We therefore propose that solvency liabilities be determined by assuming that all members' benefit obligations upon plan wind-up be assumed for solvency valuation purposes to be invested in long term investment-grade corporate bonds.

Further, with respect to the absence of a market for indexed annuities, we propose that a simple proxy be created for the CPI for the purpose of determining solvency liabilities for retired and active members with respect to the indexing of their pensions (such as 2% or 3%, depending on recent average CPI increases; or alternatively, the Bank of Canada's mid point inflation target) – this would enable solvency liabilities to instead be determined using the yields on nominal bonds whose market operates much more efficiently than the real return bond market.

Balanced Approach to Strengthen the Legislative and Regulatory Framework

In seeking the above funding changes as a means of ensuring the long term viability of the defined benefit plan system, we recognize the need for a balanced approach when implementing changes to something as important to Canadians as the laws protecting their retirement income. In this regard, we would encourage certain other changes to be made towards strengthening the plan system. These include the following:

1. A requirement for plan sponsors to fully fund any deficit on plan termination (with such funding either, at plan sponsor discretion, made in a lump sum or amortized over a period of years).

2. Restrictions on plan improvements that cause the solvency ratio to drop below a specified threshold (such as 85% to 95%) – more costly plan improvements would then need to be financed by a lump sum contribution that brings the solvency ratio back up to the threshold.

3. A lower priority claim on pension assets with respect to recent benefit improvements in the event of a plan wind-up, in the situation where full funding is not available to all plan members on account of plan sponsor insolvency.

4. Greater disclosure of the funded status of the pension plan, the plan sponsor's funding policy, and the plan sponsor's financial viability. With respect to the latter, we note that over the last couple of years the information that is available publicly relating to the financial condition of plan sponsors has become much more extensive due to new disclosure rules applicable to publicly-traded companies.

5. The Canada Revenue Agency limit on employer contributions when there is an "excess surplus" does not adequately recognize the extent to which a plan can move from surplus to deficit or vice versa. An increase in the existing 10% surplus threshold would be reasonable.
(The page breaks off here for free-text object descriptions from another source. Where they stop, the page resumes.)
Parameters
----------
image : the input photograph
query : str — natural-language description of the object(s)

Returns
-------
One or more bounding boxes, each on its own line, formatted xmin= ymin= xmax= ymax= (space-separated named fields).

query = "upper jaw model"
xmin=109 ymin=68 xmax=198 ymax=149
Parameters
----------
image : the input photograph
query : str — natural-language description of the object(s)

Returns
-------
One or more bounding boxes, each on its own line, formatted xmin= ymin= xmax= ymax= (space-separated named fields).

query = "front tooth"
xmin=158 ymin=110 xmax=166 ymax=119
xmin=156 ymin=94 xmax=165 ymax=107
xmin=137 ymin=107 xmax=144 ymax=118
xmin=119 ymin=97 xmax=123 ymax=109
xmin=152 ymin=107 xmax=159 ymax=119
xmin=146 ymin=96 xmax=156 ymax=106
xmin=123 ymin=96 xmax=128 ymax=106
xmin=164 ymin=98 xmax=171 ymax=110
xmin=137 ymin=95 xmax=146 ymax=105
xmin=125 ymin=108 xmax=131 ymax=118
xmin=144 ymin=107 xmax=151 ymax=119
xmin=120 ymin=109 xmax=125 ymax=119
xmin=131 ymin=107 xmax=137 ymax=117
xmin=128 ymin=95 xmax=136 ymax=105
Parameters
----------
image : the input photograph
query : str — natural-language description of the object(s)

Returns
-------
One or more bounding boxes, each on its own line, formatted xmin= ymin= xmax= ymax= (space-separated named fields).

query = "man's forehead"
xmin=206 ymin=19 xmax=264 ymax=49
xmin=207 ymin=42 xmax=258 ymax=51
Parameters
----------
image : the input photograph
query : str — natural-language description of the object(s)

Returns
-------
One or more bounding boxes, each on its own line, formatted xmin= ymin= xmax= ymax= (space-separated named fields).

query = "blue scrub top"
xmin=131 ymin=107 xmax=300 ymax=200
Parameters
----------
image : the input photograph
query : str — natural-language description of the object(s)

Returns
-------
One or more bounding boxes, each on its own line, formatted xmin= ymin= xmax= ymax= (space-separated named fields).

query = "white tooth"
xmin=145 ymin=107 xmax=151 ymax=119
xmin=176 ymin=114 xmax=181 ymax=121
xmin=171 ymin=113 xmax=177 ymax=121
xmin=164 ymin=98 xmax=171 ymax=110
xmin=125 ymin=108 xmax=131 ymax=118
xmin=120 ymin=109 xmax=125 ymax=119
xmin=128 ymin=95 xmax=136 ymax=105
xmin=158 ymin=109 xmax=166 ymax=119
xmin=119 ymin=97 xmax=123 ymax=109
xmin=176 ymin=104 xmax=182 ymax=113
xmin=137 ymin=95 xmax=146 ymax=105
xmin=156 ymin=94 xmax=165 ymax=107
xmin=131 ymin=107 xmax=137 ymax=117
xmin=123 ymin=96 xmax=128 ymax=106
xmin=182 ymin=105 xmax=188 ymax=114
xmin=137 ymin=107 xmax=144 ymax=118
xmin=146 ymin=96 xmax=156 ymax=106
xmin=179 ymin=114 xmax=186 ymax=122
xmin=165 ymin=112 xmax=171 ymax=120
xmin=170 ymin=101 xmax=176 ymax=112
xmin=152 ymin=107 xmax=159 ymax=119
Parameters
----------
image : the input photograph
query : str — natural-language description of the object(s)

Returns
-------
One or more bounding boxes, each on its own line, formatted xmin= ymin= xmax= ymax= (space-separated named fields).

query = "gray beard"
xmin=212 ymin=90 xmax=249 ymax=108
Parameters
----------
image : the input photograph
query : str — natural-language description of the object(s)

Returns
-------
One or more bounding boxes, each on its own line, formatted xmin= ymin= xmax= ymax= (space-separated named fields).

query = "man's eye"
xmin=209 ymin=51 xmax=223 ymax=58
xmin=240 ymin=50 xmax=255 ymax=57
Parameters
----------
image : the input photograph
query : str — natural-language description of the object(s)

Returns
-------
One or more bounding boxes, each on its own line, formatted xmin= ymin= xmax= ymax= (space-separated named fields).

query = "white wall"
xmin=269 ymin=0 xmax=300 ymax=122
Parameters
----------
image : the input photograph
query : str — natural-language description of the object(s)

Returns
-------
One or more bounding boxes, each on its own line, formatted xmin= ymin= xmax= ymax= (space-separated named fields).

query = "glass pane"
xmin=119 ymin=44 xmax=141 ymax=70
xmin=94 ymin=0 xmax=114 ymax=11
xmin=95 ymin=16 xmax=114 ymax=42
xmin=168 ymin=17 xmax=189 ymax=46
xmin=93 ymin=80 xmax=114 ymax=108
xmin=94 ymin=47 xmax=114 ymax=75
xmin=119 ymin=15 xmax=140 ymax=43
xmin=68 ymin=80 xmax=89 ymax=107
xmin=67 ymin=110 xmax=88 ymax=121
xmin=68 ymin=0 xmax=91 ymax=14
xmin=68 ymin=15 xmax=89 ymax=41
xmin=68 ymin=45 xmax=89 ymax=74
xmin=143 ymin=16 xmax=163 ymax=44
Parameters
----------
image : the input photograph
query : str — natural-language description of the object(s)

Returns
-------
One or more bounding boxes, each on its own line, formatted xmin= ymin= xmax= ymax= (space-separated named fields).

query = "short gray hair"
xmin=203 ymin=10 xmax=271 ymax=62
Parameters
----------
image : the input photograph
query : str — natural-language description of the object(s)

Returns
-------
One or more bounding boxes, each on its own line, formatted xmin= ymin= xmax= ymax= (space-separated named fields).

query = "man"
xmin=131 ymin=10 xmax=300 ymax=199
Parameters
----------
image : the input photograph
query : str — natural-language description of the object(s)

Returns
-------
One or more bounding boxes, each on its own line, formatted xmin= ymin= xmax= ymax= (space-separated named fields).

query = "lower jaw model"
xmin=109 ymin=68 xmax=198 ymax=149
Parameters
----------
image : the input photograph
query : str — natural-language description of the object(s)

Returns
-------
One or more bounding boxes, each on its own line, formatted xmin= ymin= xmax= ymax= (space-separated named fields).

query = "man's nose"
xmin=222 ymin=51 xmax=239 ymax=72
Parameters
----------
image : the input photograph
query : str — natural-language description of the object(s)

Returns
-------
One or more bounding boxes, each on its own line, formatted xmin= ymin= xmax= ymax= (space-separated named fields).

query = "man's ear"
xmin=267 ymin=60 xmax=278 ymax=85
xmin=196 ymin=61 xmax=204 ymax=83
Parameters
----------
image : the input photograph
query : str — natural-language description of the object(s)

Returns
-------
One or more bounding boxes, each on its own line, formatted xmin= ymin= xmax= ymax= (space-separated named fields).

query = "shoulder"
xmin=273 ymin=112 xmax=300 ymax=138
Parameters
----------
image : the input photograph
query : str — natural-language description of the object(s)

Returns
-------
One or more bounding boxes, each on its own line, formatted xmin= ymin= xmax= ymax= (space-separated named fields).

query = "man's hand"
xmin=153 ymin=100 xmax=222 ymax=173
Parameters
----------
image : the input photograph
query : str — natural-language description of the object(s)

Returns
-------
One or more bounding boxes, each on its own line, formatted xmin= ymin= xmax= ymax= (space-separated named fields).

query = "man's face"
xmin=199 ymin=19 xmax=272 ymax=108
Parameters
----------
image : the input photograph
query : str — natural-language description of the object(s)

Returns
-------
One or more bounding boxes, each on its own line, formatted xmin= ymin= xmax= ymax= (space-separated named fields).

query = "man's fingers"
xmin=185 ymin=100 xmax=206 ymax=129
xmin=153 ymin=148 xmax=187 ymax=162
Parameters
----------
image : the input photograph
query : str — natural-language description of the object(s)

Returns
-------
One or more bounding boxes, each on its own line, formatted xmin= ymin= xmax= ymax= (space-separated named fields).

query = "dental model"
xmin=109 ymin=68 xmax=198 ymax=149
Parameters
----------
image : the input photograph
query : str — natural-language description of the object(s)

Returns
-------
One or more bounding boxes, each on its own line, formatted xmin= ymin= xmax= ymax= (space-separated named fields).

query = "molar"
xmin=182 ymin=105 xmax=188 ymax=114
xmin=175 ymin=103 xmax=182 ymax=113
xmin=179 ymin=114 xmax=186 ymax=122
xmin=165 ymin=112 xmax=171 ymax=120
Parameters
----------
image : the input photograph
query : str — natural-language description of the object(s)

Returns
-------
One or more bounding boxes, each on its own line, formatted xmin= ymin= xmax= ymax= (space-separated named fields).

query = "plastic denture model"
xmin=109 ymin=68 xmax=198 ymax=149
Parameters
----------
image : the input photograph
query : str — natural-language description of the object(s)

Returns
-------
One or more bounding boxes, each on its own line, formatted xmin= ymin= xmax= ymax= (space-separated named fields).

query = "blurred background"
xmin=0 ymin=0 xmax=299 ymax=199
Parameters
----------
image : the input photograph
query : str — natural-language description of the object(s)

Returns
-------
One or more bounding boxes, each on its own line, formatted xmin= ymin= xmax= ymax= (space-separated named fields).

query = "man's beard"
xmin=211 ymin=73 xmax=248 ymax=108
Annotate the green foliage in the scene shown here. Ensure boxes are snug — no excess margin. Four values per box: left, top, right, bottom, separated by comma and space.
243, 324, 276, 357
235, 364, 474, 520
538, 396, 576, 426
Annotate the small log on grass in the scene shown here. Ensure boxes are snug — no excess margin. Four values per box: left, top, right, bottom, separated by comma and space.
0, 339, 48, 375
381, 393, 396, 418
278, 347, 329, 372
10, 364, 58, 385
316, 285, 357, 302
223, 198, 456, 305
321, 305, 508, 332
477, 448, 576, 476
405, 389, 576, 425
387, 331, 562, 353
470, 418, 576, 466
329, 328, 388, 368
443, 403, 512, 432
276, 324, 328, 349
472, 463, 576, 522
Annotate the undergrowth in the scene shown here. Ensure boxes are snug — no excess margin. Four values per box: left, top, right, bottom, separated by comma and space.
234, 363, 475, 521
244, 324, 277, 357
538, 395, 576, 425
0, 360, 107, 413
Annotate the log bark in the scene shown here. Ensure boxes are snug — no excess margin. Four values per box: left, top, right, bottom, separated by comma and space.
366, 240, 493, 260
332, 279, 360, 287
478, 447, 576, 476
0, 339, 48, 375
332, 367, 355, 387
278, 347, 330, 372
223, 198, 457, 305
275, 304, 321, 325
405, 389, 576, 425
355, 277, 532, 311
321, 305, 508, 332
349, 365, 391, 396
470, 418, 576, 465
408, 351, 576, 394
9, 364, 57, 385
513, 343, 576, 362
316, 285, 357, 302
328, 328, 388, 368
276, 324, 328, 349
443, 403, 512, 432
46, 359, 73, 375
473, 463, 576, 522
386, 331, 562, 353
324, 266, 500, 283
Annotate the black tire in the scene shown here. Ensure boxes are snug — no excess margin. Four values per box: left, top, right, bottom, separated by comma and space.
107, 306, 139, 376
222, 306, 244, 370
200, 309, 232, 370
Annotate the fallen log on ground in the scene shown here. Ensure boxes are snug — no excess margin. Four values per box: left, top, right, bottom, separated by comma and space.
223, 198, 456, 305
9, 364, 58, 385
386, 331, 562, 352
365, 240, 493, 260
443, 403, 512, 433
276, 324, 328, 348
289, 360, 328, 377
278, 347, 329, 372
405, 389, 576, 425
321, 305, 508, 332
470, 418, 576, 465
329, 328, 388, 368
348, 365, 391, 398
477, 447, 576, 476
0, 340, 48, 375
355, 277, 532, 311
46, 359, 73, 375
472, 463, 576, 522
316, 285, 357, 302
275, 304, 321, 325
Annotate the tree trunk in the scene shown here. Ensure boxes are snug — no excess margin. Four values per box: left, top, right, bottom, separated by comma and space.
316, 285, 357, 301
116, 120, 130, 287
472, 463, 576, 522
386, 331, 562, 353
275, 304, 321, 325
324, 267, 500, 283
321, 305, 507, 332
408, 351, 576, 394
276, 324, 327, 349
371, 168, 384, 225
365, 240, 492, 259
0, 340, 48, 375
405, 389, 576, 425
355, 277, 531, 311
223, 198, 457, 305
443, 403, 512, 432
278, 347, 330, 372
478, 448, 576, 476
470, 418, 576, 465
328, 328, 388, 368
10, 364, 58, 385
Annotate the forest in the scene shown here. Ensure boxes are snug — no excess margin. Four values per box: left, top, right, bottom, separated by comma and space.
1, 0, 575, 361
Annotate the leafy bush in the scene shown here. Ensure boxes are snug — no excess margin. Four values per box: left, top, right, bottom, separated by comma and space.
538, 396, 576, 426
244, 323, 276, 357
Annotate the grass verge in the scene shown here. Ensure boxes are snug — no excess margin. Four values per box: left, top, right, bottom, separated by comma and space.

We do not believe that there is a need for a pension guarantee fund for federally-regulated employers. Among federally-regulated employers, pension liabilities are concentrated among too small of a group of companies to allow the operation of an effective risk-based insurance program that applies to these employers only.


We believe that the current legislative and regulatory framework for defined benefit pension plans jeopardizes the viability of defined benefit plans. Significant changes are required to the current framework, including immediate government action to address the onerous and volatile solvency contributions caused by the current Regulations under the PBSA. We believe that the changes we are proposing in this submission will go a long way towards ensuring the viability of defined benefit pension plans.

We look forward to the opportunity to continue our dialogue with the Department of Finance.